Selectman Nicholas D’Addario, who is running for first selectman, said the bill undermines the principle of local governance.

“I believe land use decisions and development are best made by those who live in the community,” said D’Addario. “We need to craft housing solutions that respect local input and preserve the unique character of each town.

In a bipartisan show of opposition, Easton’s Board of Selectmen has written a letter to Lamont, asking him to veto the bill, as have officials in Darien, Fairfield and Westport.

Fairfield First Selectman Bill Gerber also urged Lamont to veto HB 5002, arguing that the bill would force the town to add many more affordable housing units despite Fairfield’s recent four-year moratorium under 8-30g and the hundreds of affordable units it has already built.

Lamont has publicly stated he is concerned about a part of House Bill 5002 that sets specific affordable housing targets for each town. He is weighing whether to sign the bill and fix it later or veto it and pursue a new version. He has until June 24 to sign the bill.

State Sen. Tony Hwang, who represents Easton, Fairfield, Newtown, Weston and Westport, called the bill “an arrogance of power.”

The bill, he said, originated from a study of homelessness but it “quietly morphed into a 47-section omnibus overhaul of Connecticut’s housing law.” The “dramatic transformation occurred not through consensus or robust debate, but through a strike-all amendment that replaced the bill’s content entirely, without a public hearing or meaningful cognizant committee scrutiny,” he said.

“Our towns are not the same,” said Hwang. “From coastal cities to rural farmland, from transit hubs to protected watershed areas, the needs and capacities of each municipality vary widely. This bill fails to reflect that complexity. Worse, it punishes thoughtful local planning and threatens our natural resources and environmental protections, especially in watershed communities like Easton, Redding, and Newtown.

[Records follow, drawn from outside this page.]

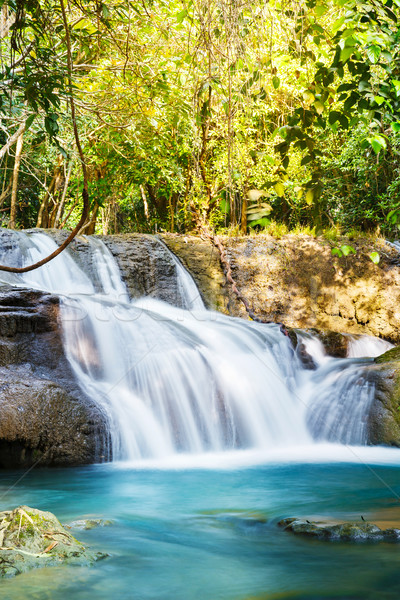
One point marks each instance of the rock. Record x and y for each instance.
(384, 417)
(295, 280)
(201, 259)
(342, 532)
(44, 415)
(88, 524)
(31, 539)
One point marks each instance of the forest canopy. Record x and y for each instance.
(246, 112)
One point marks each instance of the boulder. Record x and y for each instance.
(359, 531)
(384, 418)
(44, 415)
(31, 539)
(295, 280)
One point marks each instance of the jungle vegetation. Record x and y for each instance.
(249, 113)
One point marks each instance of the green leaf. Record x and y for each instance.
(181, 16)
(320, 10)
(346, 53)
(279, 188)
(319, 107)
(310, 196)
(334, 116)
(308, 96)
(374, 256)
(373, 53)
(307, 159)
(29, 121)
(377, 142)
(346, 250)
(276, 82)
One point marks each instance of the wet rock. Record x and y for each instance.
(88, 524)
(341, 532)
(384, 417)
(296, 281)
(201, 259)
(31, 539)
(44, 416)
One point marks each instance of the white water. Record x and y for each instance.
(179, 382)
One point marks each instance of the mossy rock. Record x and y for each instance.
(359, 531)
(391, 355)
(30, 539)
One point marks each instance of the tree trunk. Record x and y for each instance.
(17, 163)
(61, 205)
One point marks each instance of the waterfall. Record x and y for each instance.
(174, 381)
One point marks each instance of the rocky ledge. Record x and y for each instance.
(340, 532)
(45, 416)
(30, 539)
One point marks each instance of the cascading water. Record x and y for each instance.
(189, 381)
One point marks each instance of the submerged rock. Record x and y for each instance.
(31, 539)
(44, 415)
(88, 524)
(342, 532)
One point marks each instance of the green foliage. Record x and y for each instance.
(185, 105)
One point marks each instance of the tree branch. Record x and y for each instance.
(85, 192)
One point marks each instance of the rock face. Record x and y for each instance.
(31, 539)
(384, 418)
(340, 532)
(44, 416)
(145, 262)
(295, 280)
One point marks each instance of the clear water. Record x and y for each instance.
(175, 381)
(195, 525)
(210, 534)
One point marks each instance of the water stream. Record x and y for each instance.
(175, 381)
(218, 431)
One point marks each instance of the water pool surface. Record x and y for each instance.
(211, 534)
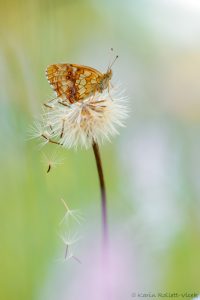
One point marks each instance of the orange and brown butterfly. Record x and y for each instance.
(73, 83)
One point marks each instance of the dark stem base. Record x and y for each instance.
(103, 193)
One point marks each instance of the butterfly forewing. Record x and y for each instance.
(73, 82)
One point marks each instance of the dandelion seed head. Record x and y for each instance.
(95, 119)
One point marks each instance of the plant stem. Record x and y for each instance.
(103, 193)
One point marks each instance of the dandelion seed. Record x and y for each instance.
(69, 240)
(52, 161)
(74, 213)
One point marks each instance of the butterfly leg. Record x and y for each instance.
(64, 103)
(63, 128)
(48, 104)
(50, 140)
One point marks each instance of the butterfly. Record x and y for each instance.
(74, 83)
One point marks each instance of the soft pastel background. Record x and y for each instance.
(152, 169)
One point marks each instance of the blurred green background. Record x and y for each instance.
(152, 169)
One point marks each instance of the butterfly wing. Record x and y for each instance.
(73, 82)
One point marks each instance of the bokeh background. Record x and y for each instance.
(152, 169)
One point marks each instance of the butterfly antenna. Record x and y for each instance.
(113, 61)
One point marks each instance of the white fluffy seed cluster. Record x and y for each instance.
(94, 119)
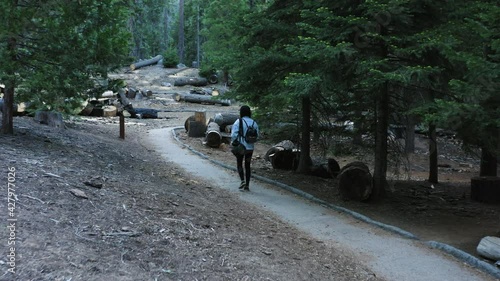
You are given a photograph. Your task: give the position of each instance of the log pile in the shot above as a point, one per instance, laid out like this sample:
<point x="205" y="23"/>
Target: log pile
<point x="355" y="182"/>
<point x="213" y="136"/>
<point x="203" y="99"/>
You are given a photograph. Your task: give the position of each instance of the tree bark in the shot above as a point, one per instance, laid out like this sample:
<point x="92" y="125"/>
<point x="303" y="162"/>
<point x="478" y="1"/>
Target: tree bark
<point x="433" y="154"/>
<point x="181" y="32"/>
<point x="201" y="99"/>
<point x="488" y="165"/>
<point x="305" y="147"/>
<point x="8" y="106"/>
<point x="410" y="134"/>
<point x="355" y="182"/>
<point x="489" y="247"/>
<point x="380" y="169"/>
<point x="144" y="63"/>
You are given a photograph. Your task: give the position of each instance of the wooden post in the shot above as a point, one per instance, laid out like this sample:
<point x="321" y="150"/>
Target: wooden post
<point x="122" y="126"/>
<point x="200" y="116"/>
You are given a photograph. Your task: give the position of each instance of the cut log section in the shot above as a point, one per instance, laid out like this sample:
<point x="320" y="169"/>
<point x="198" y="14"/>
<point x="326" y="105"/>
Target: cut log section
<point x="186" y="123"/>
<point x="196" y="129"/>
<point x="213" y="136"/>
<point x="144" y="63"/>
<point x="200" y="99"/>
<point x="193" y="81"/>
<point x="489" y="247"/>
<point x="225" y="119"/>
<point x="485" y="189"/>
<point x="283" y="155"/>
<point x="355" y="182"/>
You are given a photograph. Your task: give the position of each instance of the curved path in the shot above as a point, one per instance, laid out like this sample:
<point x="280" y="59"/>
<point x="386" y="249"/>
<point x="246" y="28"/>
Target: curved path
<point x="388" y="255"/>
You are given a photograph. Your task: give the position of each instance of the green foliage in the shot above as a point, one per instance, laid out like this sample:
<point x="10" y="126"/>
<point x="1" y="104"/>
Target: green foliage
<point x="170" y="58"/>
<point x="61" y="49"/>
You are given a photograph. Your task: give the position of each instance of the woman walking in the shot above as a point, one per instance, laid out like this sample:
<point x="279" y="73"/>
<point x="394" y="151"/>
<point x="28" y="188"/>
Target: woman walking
<point x="245" y="131"/>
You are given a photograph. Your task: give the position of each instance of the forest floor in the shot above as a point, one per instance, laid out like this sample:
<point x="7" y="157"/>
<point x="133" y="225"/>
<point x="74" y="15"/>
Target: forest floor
<point x="90" y="206"/>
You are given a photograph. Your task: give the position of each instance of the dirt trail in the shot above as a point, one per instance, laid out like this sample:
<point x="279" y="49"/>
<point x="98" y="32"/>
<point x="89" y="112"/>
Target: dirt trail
<point x="387" y="255"/>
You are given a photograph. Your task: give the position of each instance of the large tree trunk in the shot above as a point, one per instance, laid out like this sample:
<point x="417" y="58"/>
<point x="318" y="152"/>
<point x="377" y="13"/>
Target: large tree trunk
<point x="410" y="134"/>
<point x="213" y="136"/>
<point x="488" y="165"/>
<point x="180" y="45"/>
<point x="380" y="169"/>
<point x="305" y="147"/>
<point x="144" y="63"/>
<point x="485" y="189"/>
<point x="355" y="182"/>
<point x="8" y="106"/>
<point x="201" y="99"/>
<point x="433" y="154"/>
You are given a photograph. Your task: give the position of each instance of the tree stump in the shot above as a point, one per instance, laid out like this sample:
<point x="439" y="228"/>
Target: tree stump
<point x="485" y="189"/>
<point x="489" y="247"/>
<point x="355" y="182"/>
<point x="213" y="136"/>
<point x="225" y="119"/>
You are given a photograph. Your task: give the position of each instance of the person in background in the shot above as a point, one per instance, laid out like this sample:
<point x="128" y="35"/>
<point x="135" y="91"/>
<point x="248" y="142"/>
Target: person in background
<point x="246" y="122"/>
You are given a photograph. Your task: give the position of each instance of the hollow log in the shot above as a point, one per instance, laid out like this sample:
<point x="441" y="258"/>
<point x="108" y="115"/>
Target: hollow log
<point x="213" y="136"/>
<point x="225" y="119"/>
<point x="193" y="81"/>
<point x="143" y="63"/>
<point x="355" y="182"/>
<point x="283" y="155"/>
<point x="485" y="189"/>
<point x="200" y="99"/>
<point x="489" y="247"/>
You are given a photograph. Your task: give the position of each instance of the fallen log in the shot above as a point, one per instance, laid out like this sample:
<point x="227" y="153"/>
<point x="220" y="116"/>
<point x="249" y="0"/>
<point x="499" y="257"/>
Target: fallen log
<point x="213" y="137"/>
<point x="200" y="99"/>
<point x="355" y="182"/>
<point x="225" y="119"/>
<point x="283" y="155"/>
<point x="193" y="81"/>
<point x="489" y="247"/>
<point x="50" y="118"/>
<point x="326" y="170"/>
<point x="143" y="63"/>
<point x="485" y="189"/>
<point x="186" y="123"/>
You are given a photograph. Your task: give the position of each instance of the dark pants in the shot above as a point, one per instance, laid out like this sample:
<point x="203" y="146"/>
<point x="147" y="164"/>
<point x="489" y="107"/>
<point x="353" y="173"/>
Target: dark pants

Housing Committee Ranking Member state Rep. Tony Scott, representing Monroe and sections of Easton and Trumbull, voted against the bill. He argued it takes local control away from municipal elected officials, removes parking minimums, sets unrealistic numbers for towns and cities to reach, and favors unions.

“It is a pure back-room, shady deal to give money directly from the state to the unions with no oversight or way for the state to get its money back,” he said.

“This is not a city/town issue,” said Scott. “This is not a Republican/Democrat issue. There is wide bipartisan disapproval of this bill across the state. Places like Bridgeport, Fairfield, Easton, and Trumbull are against it, so are Republican-controlled local governments like Monroe and Newtown. This bill is very bad for the entire state of Connecticut, and I am glad to see so many municipal leaders coming out against it, and hope the governor is listening and considers vetoing it.”

While many local officials argue the bill undermines municipal autonomy and imposes impractical mandates, supporters see it as a necessary step to address a statewide crisis. State Rep. Anne Hughes, representing Weston, Redding and part of Easton, called the bill she voted for “an important and thoughtful step toward a region-wide and statewide structural effort to address the housing crisis.”

She cited a recently released Connecticut Business and Industry Association Foundation report detailing how the state’s housing shortage is holding back economic growth. “Direct-care staff, teachers, para-educators, firefighters and first-responder families often live far from where they work, relying on heavy commutes on congested highways,” said Hughes. 

“Our well-educated public school graduates and children who grew up here cannot afford to stay or move back to the state. We are suffering from a brain drain, and we export to other states our most valuable assets and investment: our students,” she said.